In financial terms, try to avoid late payments and debts - this is exhausting and prevents you from achieving your goal. Understanding that you have not repaid a debt to someone causes negativity and helplessness in the face of current circumstances.

The absence of debts, both financial and other, allows you to fully spend your own energy resources and strength, directing them to the realization of desires. A sense of duty, on the contrary, is an obstacle to mastering self-control and achieving success. How to learn to restrain emotions and control yourself? Eliminate debts in a timely manner.

Cosiness

Create a comfortable workplace for yourself, equip your home to your own taste. Both at work and at home, with your family, you should feel comfortable - nothing should cause irritation or any other negative emotions.

Time planning

Try to make smart plans for the day, strive to ensure that you have a little more time and resources to complete your tasks than you need. This will avoid the negativity associated with a constant lack of time and worries about the lack of finances, energy and strength for work.

Communication and Workflow

Avoid contacts with unpleasant people who waste your personal time. Especially with individuals who are called “energy vampires” - they take up not only your time, but also your energy. If possible, try not to interact with overly temperamental people, since any incorrect remark directed in their direction can provoke a scandal. How to restrain your emotions in relationships with other people? Be polite, do not exceed your authority, and do not overreact to criticism.

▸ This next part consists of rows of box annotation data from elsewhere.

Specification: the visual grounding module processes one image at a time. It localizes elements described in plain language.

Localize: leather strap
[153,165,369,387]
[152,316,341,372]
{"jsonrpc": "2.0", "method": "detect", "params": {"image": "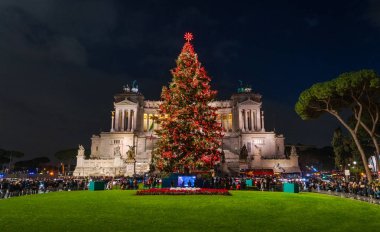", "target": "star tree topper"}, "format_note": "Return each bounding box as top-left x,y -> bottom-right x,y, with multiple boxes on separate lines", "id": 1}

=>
184,32 -> 194,42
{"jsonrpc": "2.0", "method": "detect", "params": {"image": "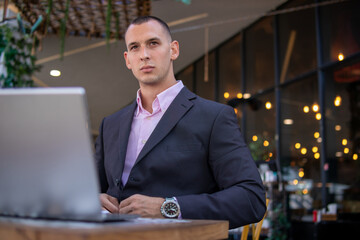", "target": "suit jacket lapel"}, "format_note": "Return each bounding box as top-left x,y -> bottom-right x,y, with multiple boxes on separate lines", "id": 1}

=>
118,101 -> 137,178
135,87 -> 196,164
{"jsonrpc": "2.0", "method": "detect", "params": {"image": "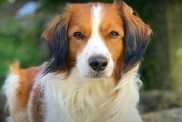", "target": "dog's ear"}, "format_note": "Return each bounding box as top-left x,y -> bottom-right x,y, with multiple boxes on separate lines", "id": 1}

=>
42,16 -> 68,73
114,0 -> 152,69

If your job brings you nothing but negative emotions, then you should think about changing your job. Earning money to the detriment of your soul and feelings, sooner or later, will lead to a breakdown and disorder of mental balance.

Marking boundaries

Mentally create a list of things and actions that cause you negative emotions. Draw an invisible line, a line that no one, even the closest person, should cross. Create a set of rules that restrict people from communicating with you. Those who truly love, appreciate and respect you will accept such demands, and those who resist these attitudes should not be in your environment. To communicate with strangers, develop a special system that will avoid violating your boundaries and creating conflict situations.

Physical activity and self-reflection

Playing sports will bring not only physical health, but also mental balance. Spend 30 minutes to 1 hour a day on sports, and your body will quickly cope with negative emotions.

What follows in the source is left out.